Irak Cephesinde 13 Bin İngiliz Askerini Esir Alan Kahraman Bir Türk Subayı: Halil Paşa

Yakın tarihimizin tanınan isimlerinden Enver Paşa'nın amcası, Atatürk'ün sınıf arkadaşı Halil Paşa'nın, Makedonya'da çetelerle mücadelesinden Irak cephesine; Milli Mücadele yıllarından Moskova'ya uzanan ilginç hayat hikayesi.

Hafız Kamil Bey'in oğlu Halil 1882 yılının İstanbul'unda Sultan II.Abdülhamid devrinde dünyaya geldi. Abisi Ahmed'in oğlu Enver ise ilginç bir şekilde amcası olacak Halil'den daha erken doğmuştu.

Çocukluğu İstanbul'un ve Osmanlı'nın buhranlı devirlerinde geçen Halil Bey eğitimine Beşiktaş'ta mahalle mektebinde başladı. Orta öğreniminde ise asker olmaya karar vererek Kuleli Askeri Lisesine geçti.
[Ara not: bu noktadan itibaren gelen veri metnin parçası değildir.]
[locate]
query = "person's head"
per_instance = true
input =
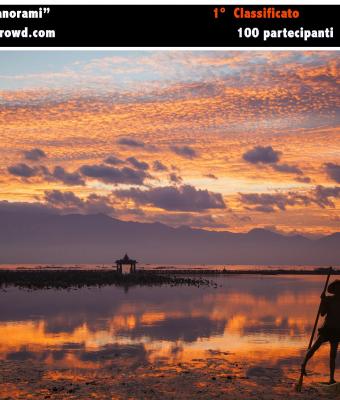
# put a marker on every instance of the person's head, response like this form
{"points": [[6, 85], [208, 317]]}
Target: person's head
{"points": [[334, 288]]}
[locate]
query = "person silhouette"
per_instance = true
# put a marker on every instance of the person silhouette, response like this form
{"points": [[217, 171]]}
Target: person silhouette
{"points": [[330, 330]]}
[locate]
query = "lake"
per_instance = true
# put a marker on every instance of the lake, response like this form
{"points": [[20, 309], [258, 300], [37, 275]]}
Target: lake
{"points": [[261, 321]]}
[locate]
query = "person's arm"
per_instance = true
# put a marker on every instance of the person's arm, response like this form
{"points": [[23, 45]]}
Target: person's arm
{"points": [[324, 304]]}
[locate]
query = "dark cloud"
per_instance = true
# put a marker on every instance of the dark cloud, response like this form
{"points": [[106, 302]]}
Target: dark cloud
{"points": [[114, 175], [138, 164], [184, 151], [266, 202], [263, 155], [22, 170], [190, 220], [129, 142], [183, 198], [270, 202], [323, 195], [56, 198], [112, 160], [24, 207], [211, 176], [173, 177], [303, 179], [69, 178], [287, 168], [58, 174], [333, 171], [67, 202], [34, 154], [159, 166]]}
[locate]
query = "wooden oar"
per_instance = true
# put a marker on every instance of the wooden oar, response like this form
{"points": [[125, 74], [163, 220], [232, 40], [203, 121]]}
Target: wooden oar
{"points": [[298, 386]]}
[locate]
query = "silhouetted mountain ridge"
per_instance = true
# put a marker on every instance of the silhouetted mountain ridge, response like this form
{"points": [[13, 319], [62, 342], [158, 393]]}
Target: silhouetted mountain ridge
{"points": [[74, 238]]}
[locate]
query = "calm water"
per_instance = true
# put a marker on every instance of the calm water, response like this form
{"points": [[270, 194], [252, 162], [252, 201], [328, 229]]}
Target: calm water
{"points": [[263, 320], [156, 266]]}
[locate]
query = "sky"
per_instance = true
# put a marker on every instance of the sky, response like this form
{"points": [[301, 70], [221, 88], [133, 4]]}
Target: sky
{"points": [[224, 140]]}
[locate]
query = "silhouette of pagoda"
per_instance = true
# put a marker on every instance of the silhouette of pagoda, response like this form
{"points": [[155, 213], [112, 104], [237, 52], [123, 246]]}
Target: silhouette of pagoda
{"points": [[126, 260]]}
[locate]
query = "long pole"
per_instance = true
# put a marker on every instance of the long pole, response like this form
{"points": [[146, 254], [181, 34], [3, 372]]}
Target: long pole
{"points": [[300, 382]]}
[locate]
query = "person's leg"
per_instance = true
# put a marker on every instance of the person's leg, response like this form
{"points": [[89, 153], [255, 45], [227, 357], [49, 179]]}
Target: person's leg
{"points": [[311, 352], [332, 358]]}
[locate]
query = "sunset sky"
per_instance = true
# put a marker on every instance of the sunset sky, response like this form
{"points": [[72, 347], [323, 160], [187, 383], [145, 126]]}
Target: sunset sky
{"points": [[217, 140]]}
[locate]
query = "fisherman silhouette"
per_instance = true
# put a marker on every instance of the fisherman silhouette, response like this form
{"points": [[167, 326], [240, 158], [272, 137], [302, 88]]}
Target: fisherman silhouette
{"points": [[330, 330]]}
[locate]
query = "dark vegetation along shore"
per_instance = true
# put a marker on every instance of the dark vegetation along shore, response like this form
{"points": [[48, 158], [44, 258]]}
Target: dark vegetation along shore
{"points": [[64, 279], [69, 278]]}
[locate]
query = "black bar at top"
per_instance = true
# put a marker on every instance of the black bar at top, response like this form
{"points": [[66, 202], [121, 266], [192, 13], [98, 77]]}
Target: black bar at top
{"points": [[165, 26]]}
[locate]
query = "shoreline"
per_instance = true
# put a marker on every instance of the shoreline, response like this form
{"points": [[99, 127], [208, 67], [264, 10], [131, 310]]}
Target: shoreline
{"points": [[77, 278]]}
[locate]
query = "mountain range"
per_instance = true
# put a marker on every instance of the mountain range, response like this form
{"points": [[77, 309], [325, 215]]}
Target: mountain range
{"points": [[27, 237]]}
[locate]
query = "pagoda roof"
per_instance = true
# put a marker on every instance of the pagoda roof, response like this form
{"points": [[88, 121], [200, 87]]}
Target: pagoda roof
{"points": [[126, 260]]}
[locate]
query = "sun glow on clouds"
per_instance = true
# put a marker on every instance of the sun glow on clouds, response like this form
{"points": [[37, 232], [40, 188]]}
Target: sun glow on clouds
{"points": [[197, 113]]}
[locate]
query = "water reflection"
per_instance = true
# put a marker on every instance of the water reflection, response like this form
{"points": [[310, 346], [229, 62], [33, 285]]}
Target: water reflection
{"points": [[263, 321]]}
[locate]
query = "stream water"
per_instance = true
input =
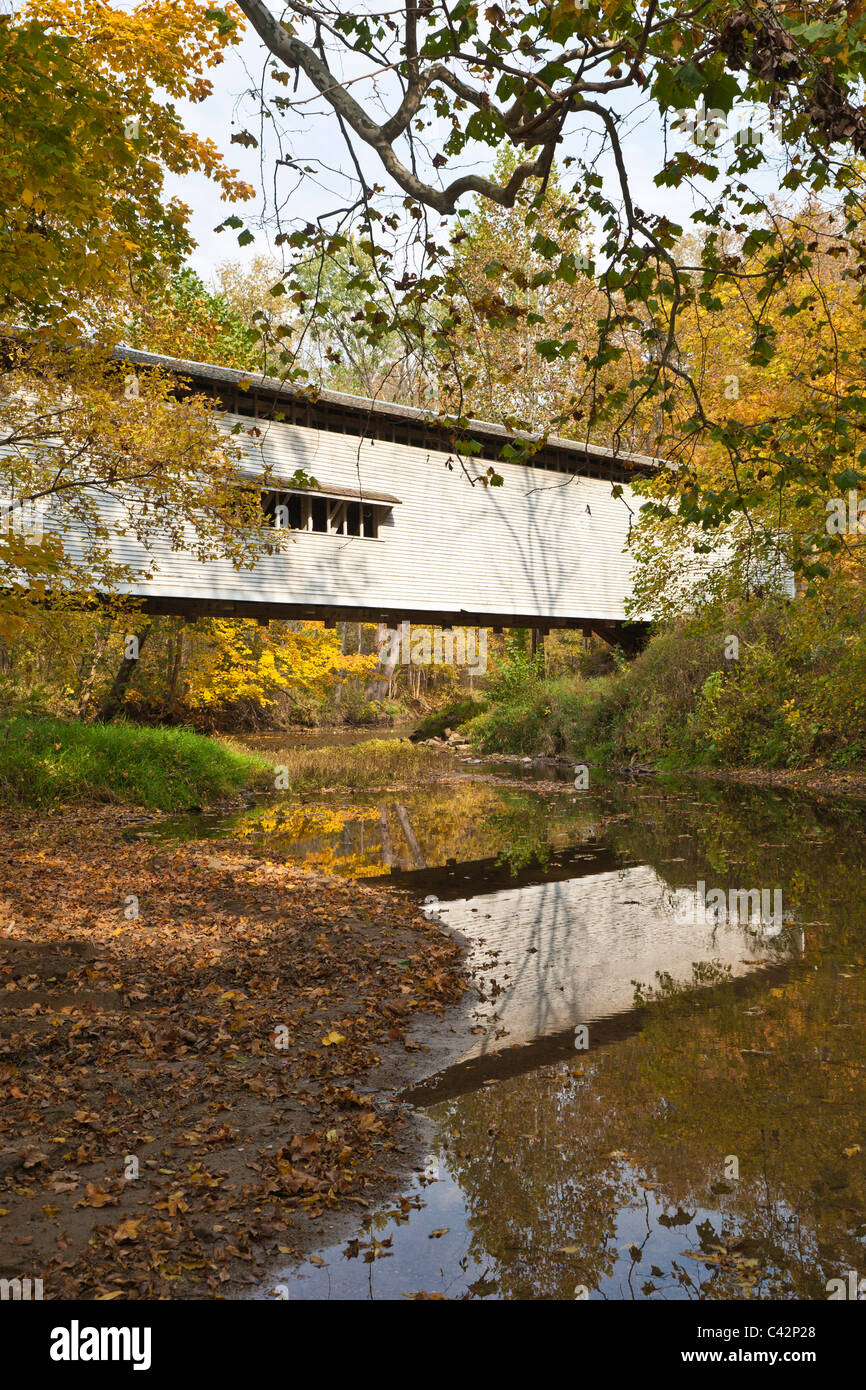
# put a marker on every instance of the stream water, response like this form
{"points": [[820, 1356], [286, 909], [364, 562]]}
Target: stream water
{"points": [[656, 1100]]}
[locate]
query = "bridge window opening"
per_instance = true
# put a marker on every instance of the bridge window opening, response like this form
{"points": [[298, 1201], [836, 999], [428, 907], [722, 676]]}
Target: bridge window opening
{"points": [[327, 516]]}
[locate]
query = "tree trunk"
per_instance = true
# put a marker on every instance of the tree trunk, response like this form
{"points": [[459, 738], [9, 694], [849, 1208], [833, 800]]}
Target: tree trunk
{"points": [[121, 681]]}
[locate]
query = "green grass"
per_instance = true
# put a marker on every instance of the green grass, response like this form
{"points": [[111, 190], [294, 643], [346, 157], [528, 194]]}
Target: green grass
{"points": [[52, 761], [373, 763], [458, 712]]}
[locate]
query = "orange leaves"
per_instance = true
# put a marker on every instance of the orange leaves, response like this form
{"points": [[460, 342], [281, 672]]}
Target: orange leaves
{"points": [[230, 940], [96, 1196]]}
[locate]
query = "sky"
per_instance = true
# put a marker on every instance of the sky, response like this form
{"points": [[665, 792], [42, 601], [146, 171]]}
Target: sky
{"points": [[314, 139]]}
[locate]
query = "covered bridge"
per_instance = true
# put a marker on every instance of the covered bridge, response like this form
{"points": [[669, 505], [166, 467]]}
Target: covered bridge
{"points": [[401, 526]]}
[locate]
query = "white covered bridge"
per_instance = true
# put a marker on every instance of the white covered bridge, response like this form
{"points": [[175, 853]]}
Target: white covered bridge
{"points": [[401, 527]]}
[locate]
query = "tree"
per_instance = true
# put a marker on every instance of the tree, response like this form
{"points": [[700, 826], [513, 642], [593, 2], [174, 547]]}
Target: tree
{"points": [[89, 128], [419, 91], [91, 451]]}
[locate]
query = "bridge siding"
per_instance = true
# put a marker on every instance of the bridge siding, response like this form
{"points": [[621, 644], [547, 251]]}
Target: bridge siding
{"points": [[448, 546]]}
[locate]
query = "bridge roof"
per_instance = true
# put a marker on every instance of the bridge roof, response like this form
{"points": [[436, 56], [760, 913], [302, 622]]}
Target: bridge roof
{"points": [[246, 391]]}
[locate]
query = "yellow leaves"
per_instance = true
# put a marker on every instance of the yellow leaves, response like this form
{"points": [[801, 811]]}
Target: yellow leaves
{"points": [[96, 1196], [128, 1230]]}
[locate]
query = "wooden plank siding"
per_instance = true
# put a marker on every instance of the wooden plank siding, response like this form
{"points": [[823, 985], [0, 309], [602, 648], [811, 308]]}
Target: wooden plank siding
{"points": [[548, 548]]}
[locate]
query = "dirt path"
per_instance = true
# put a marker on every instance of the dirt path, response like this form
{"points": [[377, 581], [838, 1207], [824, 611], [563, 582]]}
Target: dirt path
{"points": [[186, 1090]]}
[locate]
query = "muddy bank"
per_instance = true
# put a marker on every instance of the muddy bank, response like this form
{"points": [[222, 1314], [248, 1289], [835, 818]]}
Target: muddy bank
{"points": [[199, 1051]]}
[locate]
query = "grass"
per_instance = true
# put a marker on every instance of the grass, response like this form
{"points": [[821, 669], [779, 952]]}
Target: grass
{"points": [[455, 713], [373, 763], [52, 761]]}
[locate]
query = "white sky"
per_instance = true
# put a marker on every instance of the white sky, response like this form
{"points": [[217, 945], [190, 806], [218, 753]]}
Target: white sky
{"points": [[316, 138]]}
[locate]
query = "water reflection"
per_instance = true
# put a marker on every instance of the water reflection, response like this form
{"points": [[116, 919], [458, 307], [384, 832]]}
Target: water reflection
{"points": [[711, 1141]]}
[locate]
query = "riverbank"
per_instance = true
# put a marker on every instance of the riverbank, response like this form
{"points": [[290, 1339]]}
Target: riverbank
{"points": [[47, 762], [188, 1037]]}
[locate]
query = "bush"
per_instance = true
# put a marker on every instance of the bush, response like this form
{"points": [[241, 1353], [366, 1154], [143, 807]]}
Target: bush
{"points": [[47, 761]]}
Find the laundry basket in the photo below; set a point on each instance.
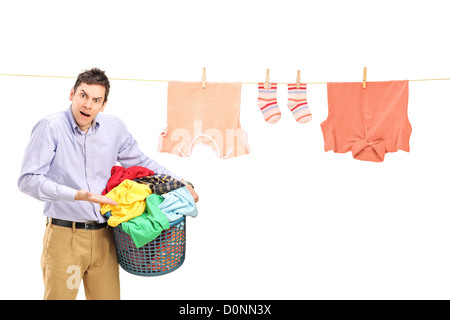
(162, 255)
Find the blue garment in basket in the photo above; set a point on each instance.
(178, 203)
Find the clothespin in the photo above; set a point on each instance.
(267, 84)
(365, 78)
(203, 78)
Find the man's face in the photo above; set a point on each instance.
(87, 102)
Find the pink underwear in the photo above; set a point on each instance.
(208, 116)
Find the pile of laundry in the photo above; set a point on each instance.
(147, 202)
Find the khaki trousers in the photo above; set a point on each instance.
(71, 255)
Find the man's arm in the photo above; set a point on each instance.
(33, 179)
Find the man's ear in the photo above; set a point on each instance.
(103, 107)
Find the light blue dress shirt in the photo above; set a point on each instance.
(61, 159)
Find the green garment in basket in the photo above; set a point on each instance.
(149, 225)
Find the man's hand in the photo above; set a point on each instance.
(84, 195)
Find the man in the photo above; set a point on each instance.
(67, 164)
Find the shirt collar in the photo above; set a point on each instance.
(73, 124)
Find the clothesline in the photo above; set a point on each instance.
(150, 80)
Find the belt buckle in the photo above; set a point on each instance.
(89, 225)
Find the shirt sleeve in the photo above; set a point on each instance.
(130, 155)
(39, 154)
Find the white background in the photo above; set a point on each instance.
(288, 221)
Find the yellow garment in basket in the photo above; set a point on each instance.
(130, 197)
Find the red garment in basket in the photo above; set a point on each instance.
(118, 174)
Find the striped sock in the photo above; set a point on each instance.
(267, 103)
(297, 103)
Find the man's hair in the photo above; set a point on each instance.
(93, 76)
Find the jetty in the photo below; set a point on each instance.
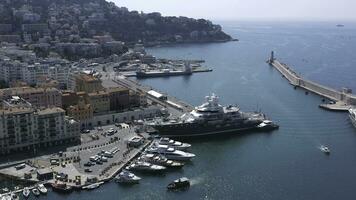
(341, 100)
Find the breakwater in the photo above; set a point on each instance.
(344, 99)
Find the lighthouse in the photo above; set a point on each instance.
(271, 59)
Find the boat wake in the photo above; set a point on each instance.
(196, 180)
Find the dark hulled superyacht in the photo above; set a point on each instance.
(211, 118)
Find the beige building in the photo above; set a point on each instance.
(119, 98)
(23, 127)
(38, 97)
(81, 112)
(87, 83)
(100, 101)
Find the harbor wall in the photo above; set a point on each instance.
(289, 74)
(311, 86)
(320, 90)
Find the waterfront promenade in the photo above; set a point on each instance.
(343, 100)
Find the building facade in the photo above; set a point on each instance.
(38, 97)
(22, 127)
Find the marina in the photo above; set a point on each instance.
(115, 164)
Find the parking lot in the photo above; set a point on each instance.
(115, 143)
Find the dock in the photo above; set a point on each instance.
(171, 102)
(341, 100)
(158, 73)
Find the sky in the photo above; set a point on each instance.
(312, 10)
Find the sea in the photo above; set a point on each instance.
(279, 165)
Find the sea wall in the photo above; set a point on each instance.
(311, 86)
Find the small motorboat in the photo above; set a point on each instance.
(145, 166)
(175, 144)
(26, 192)
(6, 197)
(14, 196)
(61, 187)
(179, 184)
(127, 177)
(325, 149)
(5, 190)
(267, 125)
(42, 188)
(161, 160)
(36, 192)
(92, 186)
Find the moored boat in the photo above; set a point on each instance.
(352, 115)
(325, 149)
(170, 153)
(26, 192)
(61, 187)
(145, 166)
(42, 188)
(14, 196)
(175, 144)
(179, 184)
(36, 192)
(92, 186)
(267, 125)
(161, 160)
(209, 119)
(127, 177)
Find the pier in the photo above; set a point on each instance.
(171, 102)
(342, 100)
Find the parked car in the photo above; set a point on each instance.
(88, 170)
(89, 164)
(86, 131)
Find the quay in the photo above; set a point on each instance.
(170, 102)
(159, 73)
(342, 100)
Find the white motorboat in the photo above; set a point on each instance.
(175, 144)
(352, 115)
(36, 192)
(146, 166)
(42, 188)
(127, 177)
(6, 197)
(160, 160)
(92, 186)
(14, 196)
(171, 153)
(26, 192)
(325, 149)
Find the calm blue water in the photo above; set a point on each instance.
(287, 163)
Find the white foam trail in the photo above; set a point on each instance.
(196, 180)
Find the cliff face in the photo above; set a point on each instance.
(88, 18)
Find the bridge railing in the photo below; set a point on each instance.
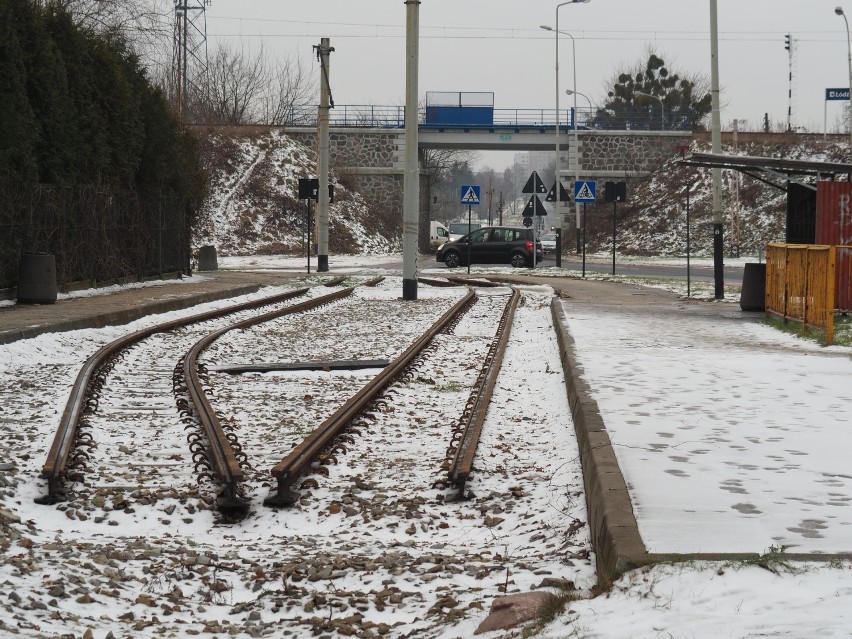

Buradan sonraki durağı olan Harbiye'de ise Mustafa Kemal ile aynı sıraları paylaştı. Erkan-ı Harp sınıfını da başarıyla bitirdikten sonra 1904'te Kurmay Yüzbaşı olarak ilk görev yeri olan Makedonya'ya gönderildi.

Çete faaliyetleri 19.asrın başından beri süre geliyordu. Fransız İhtilali ve Rusya'nın Ortodoks Hristiyanlara tesiri Osmanlı içerisindeki azınlıkların isyan faaliyetlerini başlatmıştı.

Yüzbaşı Halil Bey bu ortamda Rum ve Bulgar çeteleriyle mücadele etmek zorundaydı. Azınlıklar kendi aralarında da çatışma halindeydi. Bu sebeple bazen Rumlara karşı Bulgarlar ve Bulgarlara karşı da Rumlar desteklendi. Halil Bey buradaki vazifesinde çete faaliyetlerini mühim ölçüde önlemeyi başardı. Apostol adlı ünlü bir çete liderini bertaraf edişi ve ani bir refleks ile masum bir çobanı öldürüşü ise Halil Bey'in buradaki mühim anılarıdır.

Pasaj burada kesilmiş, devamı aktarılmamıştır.